Living with fibromyalgia is extremely difficult because millions of patients around the world can testify to it. The fact that physical and emotional pain is not visible to others can often make it even more difficult. Fibromyalgia is known as an “invisible disease” because its painful and often debilitating side effects are often not apparent to others.
A person with fibromyalgia may look totally good outdoors, but suffer from unbearable pain inside. Understanding this fact is important for those looking to support a friend or family member of someone with fibromyalgia.
While it is often difficult to find the words to provide support and hope for those who suffer from fibromyalgia, here is a list of 5 things that certainly does not mean someone with fibromyalgia. We believe that we are saying nothing better than one of these five things.
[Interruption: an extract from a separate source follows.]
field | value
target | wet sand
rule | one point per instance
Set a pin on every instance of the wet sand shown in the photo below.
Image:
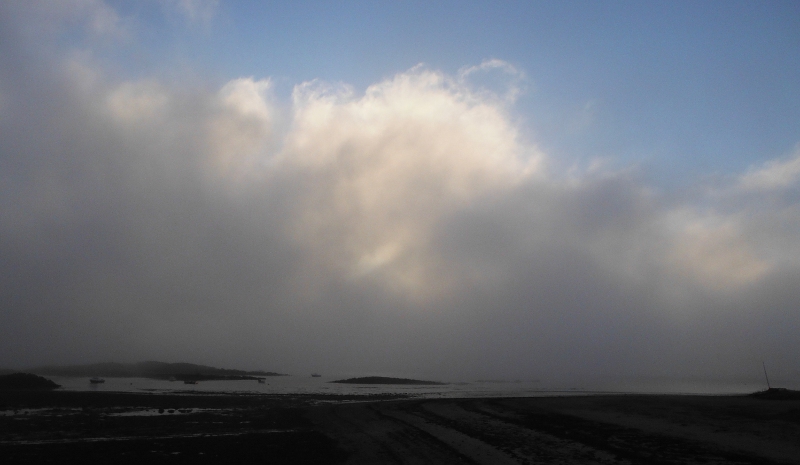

# 1 “You do not look sick”
This comment demonstrates a complete lack of understanding of invisible diseases. Not all serious illnesses are accompanied by overt and obvious symptoms such as being in a wheelchair. People with fibromyalgia have often learned coping mechanisms and can use their limited energy each day to try to appear more normal to others. But the pain is still there. And even referring to someone with fibromyalgia, they claim that they are likely to put their relationship with them at risk.
# 2 “It must be nice to not have to work”
Uh, no … it’s not. The vast majority of those with fibromyalgia would do anything to regain their independence and the ability to work full time.
The idea that not being able to work was a choice or that they are just lazy is incredibly insulting.
# 3 “I’ve heard that fibromyalgia is not a real disease”
You have already heard badly. The cause of fibromyalgia is still under investigation and the amount of research is lagging behind other health issues due to lack of historical understanding. But that does not mean it’s less real for nearly 6 million people with fibromyalgia in the United States alone.
Fibromyalgia was officially recognized as a real disease by the health industry in the United States late last year, when it received its own diagnostic code and was recognized for years by the administration. FDA and Social Security.
# 4 “Just get more exercise and be more active”
If only it were so easy. The fact is that many people with fibromyalgia push the limits of their physical capacity by getting up and taking a shower every day.
Many find some relief in yoga or other gentle exercises such as water aerobics. But often the kind of effort that comes with exercise is not a possibility.
# 5 “Everything is in your head”
We saved the worst for the end. In fact, no, everything is not in my head. The pain and fatigue are all over the body and sometimes I feel that even my hair hurts! Yes, it’s so bad and the fact that you can not see my pain does not mean it’s not a physical condition. Stress, anxiety and depression can aggravate all the symptoms of chronic pain, but usually do not cause pain.
If you have come this far, it is likely that you are a fibromyalgia sufferer or someone who really wants to understand fibromyalgia to support someone they love. Sweet cuddles to you if you are first and thank you very much if you are the last one.